Every ache is a drop of dirt being wiped from our souls.
Every tear is a stain being lifted before we meet our Creator.
And please, don’t get me wrong—I still make Du’a for healing. I still visit my doctor when I can. And yes, I still laugh (though cautiously—because laughing too hard pulls a nerve I didn’t even know I had). But I now see pain with a new lens. A sacred one.
Pain is not the enemy. It’s the cleansing fire before the eternal peace.
It is the call from Allah SWT: Come back to Me… lighter.

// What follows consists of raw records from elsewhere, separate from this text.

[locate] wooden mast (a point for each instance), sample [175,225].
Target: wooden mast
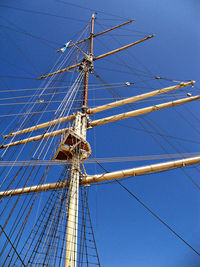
[80,129]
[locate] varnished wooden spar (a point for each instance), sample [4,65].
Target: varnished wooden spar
[35,138]
[137,98]
[98,57]
[98,34]
[123,47]
[107,176]
[142,111]
[101,108]
[60,71]
[42,125]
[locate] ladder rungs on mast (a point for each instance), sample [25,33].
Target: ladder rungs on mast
[137,98]
[142,111]
[107,176]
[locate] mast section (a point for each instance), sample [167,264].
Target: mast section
[80,128]
[86,78]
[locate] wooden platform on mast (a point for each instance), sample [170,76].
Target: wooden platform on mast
[69,144]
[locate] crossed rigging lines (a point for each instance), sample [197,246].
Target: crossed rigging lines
[150,211]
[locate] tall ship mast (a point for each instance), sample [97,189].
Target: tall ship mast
[49,155]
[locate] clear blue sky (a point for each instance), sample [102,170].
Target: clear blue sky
[126,234]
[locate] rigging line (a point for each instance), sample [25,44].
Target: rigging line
[124,29]
[151,211]
[165,97]
[125,64]
[74,92]
[12,246]
[42,13]
[157,141]
[16,66]
[87,8]
[174,137]
[31,35]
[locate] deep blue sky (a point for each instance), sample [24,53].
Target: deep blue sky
[126,234]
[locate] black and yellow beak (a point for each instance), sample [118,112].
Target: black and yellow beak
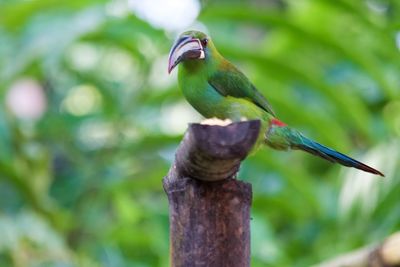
[185,48]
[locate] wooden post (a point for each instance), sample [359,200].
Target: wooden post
[209,208]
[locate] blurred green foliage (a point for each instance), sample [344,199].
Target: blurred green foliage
[80,184]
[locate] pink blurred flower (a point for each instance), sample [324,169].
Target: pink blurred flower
[26,99]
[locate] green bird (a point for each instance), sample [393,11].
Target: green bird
[216,88]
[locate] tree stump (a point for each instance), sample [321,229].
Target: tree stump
[209,208]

So to anyone out there struggling with pain—physical, emotional, or even spiritual—I see you. I feel you. I am you. We’re all in this together and we all share similar stories.
You are not being punished by Allah’s will. You are being purified. So exercise patience.
You are not forgotten. You are being remembered in a Divine way. So keep strengthening your bond with Allah SWT.
You are not weak. You are being empowered in silence. So keep moving forward with your life.
Let your tears fall if they must.
Take your medication. Do your therapy. But keep your head always up high and never lose hope in the mercy of Allah SWT.
“O Allah, let our pains be a means to cleanse us before we meet You.” Ameen Ameen Ameen.
And if you see me waddling around like I just finished filming a cartoon scene—just smile, make a silent Du’a for me, and remember:
Sometimes, limping is the walk of a warrior in healing. 😉
And maybe, just maybe, it’s the walk that leads us closer to Jannah.